The other point, of course, is cost of wireless services. Telstra recently increased their large 4G data plan pricing. The cost for a 400GB/month service at about 10Mbps is now $600.00!

On the NBN you can get 1000GB/month at 100Mbps for $100.

Would you pay 6x more money for 1/2 the data at 1/10th the speed?


Let me leave you with another quote. This time one of mine:

There is not a single country or telecommunications company -anywhere in the World- attempting or proposing to replace their urban fixed line networks with wireless networks.

So are you saying that there will never be a wireless solution that is as fast or faster than the NBN?
 
So are you saying that there will never be a wireless solution that is as fast or faster than the NBN?

I'm saying there will never be a wireless solution as fast or faster than optical fibre. OF has already achieved 69 Terabits per second (Tbps) on a single strand using 120 wavelengths over hundreds of km, plus a recent success of 26Tbps using a single wavelength (meaning 120x26 or ~3,100Tbps is theoretically possible on a single strand using known technology), wireless is not even on the radar (current max of 0.0003Tbps per cell, not per user). The only limiting factor for OF currently is the computer equipment at the ends of the cable.

The actual speeds implemented on the NBN fibre will depend on demand, one would imagine. It's currently capable of 1Gbps, with 10Gbps on the roadmap for ~5 years and 100Gbps in ~15 years.
 
I'm saying there will never be a wireless solution as fast or faster than optical fibre.
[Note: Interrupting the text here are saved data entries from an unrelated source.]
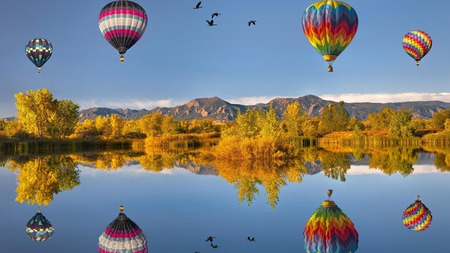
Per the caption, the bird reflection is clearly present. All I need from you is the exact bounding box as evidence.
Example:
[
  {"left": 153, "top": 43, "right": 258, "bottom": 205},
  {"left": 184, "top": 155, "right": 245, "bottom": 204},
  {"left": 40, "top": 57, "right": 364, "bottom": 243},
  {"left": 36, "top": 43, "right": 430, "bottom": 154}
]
[{"left": 206, "top": 236, "right": 216, "bottom": 242}]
OF has already achieved 69 Terabits per second (Tbps) on a single strand using 120 wavelengths over hundreds of km, plus a recent success of 26Tbps using a single wavelength (meaning 120x26 or ~3,100Tbps is theoretically possible on a single strand using known technology), wireless is not even on the radar (current max of 0.0003Tbps per cell, not per user). The only limiting factor for OF currently is the computer equipment at the ends of the cable.

The actual speeds implemented on the NBN fibre will depend on demand, one would imagine. It's currently capable of 1Gbps, with 10Gbps on the roadmap for ~5 years and 100Gbps in ~15 years.

All I can say, even though I have no expertise in this field, is the following:

"When talking about technology - never say never - as those that do often end up with egg on their face."

Guess I am just a technological optimist.
 
All I can say, even though I have no expertise in this field, is the following:

"When talking about technology - never say never - as those that do often end up with egg on their face."

Guess I am just a technological optimist.


I think NBN is right Dutchie, the fastest medium known, that humans can use is the speed of light.
That's why the optical fibre will be the backbone infrastructure for a very long time. Downstream the delivery medium may change i.e wireless, microwave ect.
But the only way to move bulk data at bling speed, is optical.